Last month, an extraordinarily popular uprising against Egyptian President Hosni Mubarak was interrupted by a turn of events that is not uncommon when aging autocrats outlive their capacity to protect deeply vested interests - a bloodless seizure of power by generals promising a transition to democracy. Though the Supreme Military Council (SMC) appears committed to transferring power to a newly elected civilian government, its transition plan is designed to forestall the kind of systemic political reform needed to sustain democracy in Egypt. The constitutional referendum this weekend may well determine if it succeeds.
While the Egyptian military is widely respected by the public (owing to familiarity born of universal conscription and the fact that soldiers haven’t been used to police the population), it is anything but a neutral arbiter in the struggle for political power. Its extensive penetration of the state’s civilian organs (every president of Egypt and most regional governors have come from its ranks), institutional autonomy, and accumulation of vast, untaxed commercial enterprises make it by far the most powerful and united stakeholder of the ancien regime (evident in the ease with which it brushed Mubarak aside).
The military’s privileged status is symbiotically linked to the “super-presidential” political system laid down by Egypt’s 1971 constitution, which grants the president a host of extraordinary powers (unilaterally dismissing the prime minister, dissolving parliament, imposing emergency law, etc.), without strong legislative and judicial checks. Under this system, the military needs only the cooperation of this one civilian officeholder to rule from the shadows. While most who played leading roles in the “January 25 Revolution” believe that the constitutional powers of the presidency must be drastically scaled back or abolished altogether in favor of a parliamentary system, the transition process mandated by the SMC is structured to preserve them.
The council’s six-month deadline for holding legislative and presidential elections works to the advantage of incumbents and others who have the financial resources and organizational capacities to quickly mount effective campaigns - mainly the remnants of Mubarak’s National Democratic Party (NDP) and the Muslim Brotherhood. Although a committee of prominent jurists handpicked by the SMC has drafted a series of constitutional amendments - set to go to referendum on Saturday - that will demonstrably enhance the integrity and transparency of the electoral process (in particular by restoring judicial supervision of elections and reducing restrictions on who can run for president), it is quite possible that political newcomers who spearheaded the demonstrations in Tahrir Square will be all but shut out of parliament (particularly if the country’s winner-take-all electoral system remains in effect).
Conspicuously ignoring the consensus of legal experts that a new constitution should be written by a constituent assembly elected for this sole purpose (which eliminates the inherent conflict of interest in rulers of government choosing the rules of government), the SMC has assigned this task to the very parliament it is rushing to instate.
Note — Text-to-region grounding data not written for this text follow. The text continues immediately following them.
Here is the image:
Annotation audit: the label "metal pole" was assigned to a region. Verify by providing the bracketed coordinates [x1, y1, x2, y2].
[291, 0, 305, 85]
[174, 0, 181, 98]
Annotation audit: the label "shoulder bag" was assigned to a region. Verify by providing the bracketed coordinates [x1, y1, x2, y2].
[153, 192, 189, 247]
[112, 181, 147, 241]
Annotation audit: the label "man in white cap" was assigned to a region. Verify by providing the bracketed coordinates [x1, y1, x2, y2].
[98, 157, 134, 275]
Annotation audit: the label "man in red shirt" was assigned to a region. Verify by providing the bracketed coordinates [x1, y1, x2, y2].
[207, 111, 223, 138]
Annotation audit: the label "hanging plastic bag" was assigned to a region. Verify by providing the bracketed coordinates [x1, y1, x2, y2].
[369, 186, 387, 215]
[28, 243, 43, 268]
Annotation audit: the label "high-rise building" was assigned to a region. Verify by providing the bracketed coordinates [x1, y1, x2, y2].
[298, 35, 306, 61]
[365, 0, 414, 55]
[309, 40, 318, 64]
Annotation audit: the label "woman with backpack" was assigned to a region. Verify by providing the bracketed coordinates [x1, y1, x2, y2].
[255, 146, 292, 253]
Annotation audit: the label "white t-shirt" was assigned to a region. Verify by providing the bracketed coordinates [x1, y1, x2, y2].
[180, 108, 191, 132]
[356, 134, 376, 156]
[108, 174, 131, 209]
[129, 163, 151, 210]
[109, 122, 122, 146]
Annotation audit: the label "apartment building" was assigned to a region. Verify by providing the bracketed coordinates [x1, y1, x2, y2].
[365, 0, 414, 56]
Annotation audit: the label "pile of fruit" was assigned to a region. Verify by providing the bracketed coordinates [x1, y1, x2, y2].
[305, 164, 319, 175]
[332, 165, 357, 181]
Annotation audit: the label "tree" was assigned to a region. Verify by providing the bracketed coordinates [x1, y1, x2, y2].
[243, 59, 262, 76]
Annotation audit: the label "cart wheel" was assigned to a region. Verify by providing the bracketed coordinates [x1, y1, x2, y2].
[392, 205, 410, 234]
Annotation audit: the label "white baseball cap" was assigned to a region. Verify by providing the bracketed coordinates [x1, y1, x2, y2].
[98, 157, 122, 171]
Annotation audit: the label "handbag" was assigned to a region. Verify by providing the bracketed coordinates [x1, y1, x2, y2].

It apparently anticipates that the principal beneficiaries of quick elections will oppose a major constitutional overhaul (NDP business elites can be bought off, while Islamists favor a strong presidency so long as they are allowed to freely compete for it), and there is widespread suspicion among pro-democracy activists that it reached a prior understanding with the Muslim Brotherhood to this effect. No matter who wins the presidency, the next occupant will have a clear interest in preserving the prerogatives of his office, a large bloc of parliamentary supporters, and considerable incentives to appease the military.
In hopes of forcing the SMC to abandon its transition plan, most leaders of the January 25 uprising have urged the Egyptian public to vote against the interim constitutional amendments (without which elections cannot proceed), while the Muslim Brotherhood and what’s left of the NDP are mobilizing their supporters to vote in favor.
Much hangs in the balance. Although accelerated elections would still be the most transparent in Egyptian history and some improvement in constitutional provisions for political and civil rights is inevitable at this point, an SMC victory in the referendum will probably rule out sweeping structural changes to Egypt’s system of government. In countries with a long legacy of authoritarian rule, presidential systems nearly always fail to provide for successful transitions to democracy. While former Soviet bloc countries that chose parliamentary systems after the fall of communism have overwhelmingly remained democratic, those with presidential systems (e.g. Russia, Ukraine) have regressed into tyranny. Without a constitution far better suited to escaping its authoritarian past, Egypt will have a very uphill struggle for democracy.